O abandono do país pelo Presidente, Ashraf Ghani, foi uma vergonha e uma traição cruel para os afegãos que contavam com o governo num momento tão difícil e caótico como este. O vazio que o governo, em particular, o Presidente, deixou, permitiu a rápida tomada do poder pelos taliban. Sem uma traição tão brutal, diria eu, o caos não se tinha instalado desta forma. Os afegãos foram apanhados desprevenidos.
Deixar o meu país não faz parte dos meus planos, não penso nisso. Gostava de terminar a licenciatura e, caso tudo corresse bem, começar a trabalhar em Cabul.
A postura do novo governo ainda não é conhecida, seremos esclarecidos assim que estiver formado. Perceberemos se será, ou não, inclusivo, e o quanto protegerá e respeitará os direitos humanos.
Os taliban alegam garantir os direitos das mulheres no quadro da sharia (lei islâmica), mas isto não é claro. É muito vago o que a sharia realmente significa para eles, e que papel entendem que as mulheres podem ter na sociedade. Preocupa-nos que duas décadas de progresso possam ser invertidas.

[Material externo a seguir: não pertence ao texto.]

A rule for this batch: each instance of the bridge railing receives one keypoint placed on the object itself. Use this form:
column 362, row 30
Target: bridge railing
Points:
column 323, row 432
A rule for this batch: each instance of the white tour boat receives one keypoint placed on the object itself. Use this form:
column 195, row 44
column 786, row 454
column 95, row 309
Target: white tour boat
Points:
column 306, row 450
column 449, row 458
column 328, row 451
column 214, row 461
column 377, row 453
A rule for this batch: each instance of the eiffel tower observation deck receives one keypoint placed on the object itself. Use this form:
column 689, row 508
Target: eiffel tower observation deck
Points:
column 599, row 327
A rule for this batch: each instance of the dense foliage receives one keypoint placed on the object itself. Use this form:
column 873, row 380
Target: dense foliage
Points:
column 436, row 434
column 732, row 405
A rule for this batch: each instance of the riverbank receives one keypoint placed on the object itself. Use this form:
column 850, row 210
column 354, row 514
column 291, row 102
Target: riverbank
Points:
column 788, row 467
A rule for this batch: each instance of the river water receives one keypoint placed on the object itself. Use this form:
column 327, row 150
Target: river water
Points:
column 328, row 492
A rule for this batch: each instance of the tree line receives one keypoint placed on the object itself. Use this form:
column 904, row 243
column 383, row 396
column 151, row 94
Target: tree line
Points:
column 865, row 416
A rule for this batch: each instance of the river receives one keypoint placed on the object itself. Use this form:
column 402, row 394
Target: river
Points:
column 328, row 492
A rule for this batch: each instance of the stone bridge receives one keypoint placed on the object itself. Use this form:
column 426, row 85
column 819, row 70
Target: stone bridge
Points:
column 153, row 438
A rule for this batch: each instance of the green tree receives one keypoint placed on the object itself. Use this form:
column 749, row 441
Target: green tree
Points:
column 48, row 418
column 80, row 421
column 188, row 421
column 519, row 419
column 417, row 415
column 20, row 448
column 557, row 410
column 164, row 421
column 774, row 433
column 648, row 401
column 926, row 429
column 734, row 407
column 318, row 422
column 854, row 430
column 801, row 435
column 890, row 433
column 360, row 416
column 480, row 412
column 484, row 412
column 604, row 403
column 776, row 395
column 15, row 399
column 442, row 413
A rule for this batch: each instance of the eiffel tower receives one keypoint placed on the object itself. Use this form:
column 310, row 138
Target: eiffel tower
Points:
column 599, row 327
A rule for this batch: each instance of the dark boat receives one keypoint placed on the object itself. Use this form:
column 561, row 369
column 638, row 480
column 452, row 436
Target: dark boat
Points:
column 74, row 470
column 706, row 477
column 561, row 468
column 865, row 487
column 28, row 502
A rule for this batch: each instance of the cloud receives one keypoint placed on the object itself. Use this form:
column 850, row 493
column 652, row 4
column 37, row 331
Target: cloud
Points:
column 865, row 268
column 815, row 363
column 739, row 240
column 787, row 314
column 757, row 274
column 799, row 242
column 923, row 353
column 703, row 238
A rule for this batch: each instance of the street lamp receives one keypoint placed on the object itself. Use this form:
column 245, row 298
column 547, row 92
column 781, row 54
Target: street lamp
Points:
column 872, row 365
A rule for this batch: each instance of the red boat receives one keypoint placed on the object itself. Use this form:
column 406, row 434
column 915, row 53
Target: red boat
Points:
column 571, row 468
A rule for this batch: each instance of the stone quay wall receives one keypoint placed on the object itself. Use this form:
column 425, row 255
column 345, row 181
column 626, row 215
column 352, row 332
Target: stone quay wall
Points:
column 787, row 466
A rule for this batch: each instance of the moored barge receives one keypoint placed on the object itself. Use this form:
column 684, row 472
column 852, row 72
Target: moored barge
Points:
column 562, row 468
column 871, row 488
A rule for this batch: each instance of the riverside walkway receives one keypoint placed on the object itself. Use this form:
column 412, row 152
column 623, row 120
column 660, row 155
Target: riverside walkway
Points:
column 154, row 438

Não foram, até agora, definidas restrições sobre o vestuário. Algumas raparigas e rapazes saem de casa, em Cabul, e não mudaram o estilo de roupa. Mas, ao mesmo tempo, as mulheres usam mais o hijab. Se o uso do hijab se tornar na obrigatoriedade do uso de burqa, como na década de 90, a nossa liberdade de escolha fica comprometida. E isso traz-nos dúvidas sobre o que acontecerá no futuro, sobre a nossa liberdade para estudar, por exemplo.
As Nações Unidas tinham um papel fundamental a desempenhar e ignoraram-no durante muito tempo. Hoje o Afeganistão enfrenta uma grave crise humanitária que, por anos, não foi tratada como uma crise. E é avassaladora: as pessoas estão a morrer à fome, não têm abrigo, estão desalojadas e algumas delas estão a tentar desesperadamente deixar o país. Há uma avalanche de refugiados e deslocados internos.
Neste momento, a acção humanitária das Nações Unidas é necessária. E, seja qual for o futuro governo do Afeganistão, precisamos que a ONU assegure que os direitos humanos são protegidos, e não serão violados num regime taliban. Sinto que, de certa forma, a ONU me falhou.
O Afeganistão está a fazer a manchete dos jornais. Mas a minha mensagem para o mundo e, em especial, para os jovens, é que não esqueçam o Afeganistão quando deixar de ser primeira página. O futuro é incerto, mas o mundo deve permanecer ao lado dos afegãos, defender e proteger os nossos direitos. Talvez seja demasiado tarde para inverter o que aconteceu, mas nós, jovens, contamos com a comunidade internacional para que defenda os direitos humanos, além da política e dos interesses internacionais.
Estou preocupada. Quando o resto do mundo deixar de estar atento ao Afeganistão, essa será a oportunidade para que a nossa situação se agrave.”